A 8h précises notre petit déjeuner était livré : friand aux légumes, petits pains au sésame tout chauds, œufs durs, bananes, oranges, lait de soja (mon régal) offerts par notre gardien. Pas belle la vie ? Nous avions de quoi faire trois repas. Nous prévenions notre homme de l’arrivée probable dans le courant mars  des Cyclomigrateurs – « same age, same bicycle ».

 

Nous reprenions notre route vers le sud dans une triste grisaille et par 16°. Un couple de cyclistes roulant en sens inverse vint vers nous. Elle n’avait pas de bagages mais lui avait tous les attributs du routard confirmé. Il fit défiler des photos des pays visités à vélo : la Russie, la France et l’Italie, le Japon, l’Asie du SE… il était même allé sur l’Ile de Pâques ! Nos vélos les intriguaient bien sûr. Nous apprenions au fil de la discussion qu’il est possible de camper dans les temples gratuitement.

Rencontre sur la route

 

Une partie de la route étant réputée dangereuse, très fréquentée par les camions et pleine de longs tunnels  nous bifurquions vers la gare de Dongshen par une piste cyclable le long d’une rivière aux berges joliment aménagée.

La bruine se transforma bientôt en pluie bien froide et nous ne regrettions pas d’avoir écourté la route. 

L’organisation des gares est impressionnante.
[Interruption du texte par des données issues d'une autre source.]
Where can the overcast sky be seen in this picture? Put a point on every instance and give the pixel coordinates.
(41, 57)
Pas le temps de demander quoique ce soit que déjà le passage pour handicapés est ouvert pour nos deux vélos chargés (en France un cul de jatte qui n’a pas sa carte d’handicapé doit se payer les escaliers – véridique, cela se passait à Agde), l’ascenseur pour monter aux quais est assez grand pour y entrer avec un vélo couché chargé ( !) et le chef de quai connait l’emplacement de la voiture dans laquelle doivent monter nos vélos ! Incroyable ! Nous arriverons à Xincheng à la nuit tombante et la flemme nous prend de rouler à la recherche d’un emplacement pour camper. Ce ne sera pas encore ce soir-là que nous dormirons gratuitement. Demain, nous verrons clair demain.

 

Et le lendemain, nous nous réveillions sous le soleil ! Vue dégagée sur les sommets culminant à 2000m et plus. Nous gardions la chambre pour une nuit supplémentaire et, vélos déchargés, pédalions vers l’entrée des gorges de Taroko. Le chemin qui suit la rivière Shakadang, taillé dans la roche sur une bonne portion, permet une très belle promenade entre les falaises abruptes. Ces falaises de marbre seraient les plus hautes du monde (à vérifier).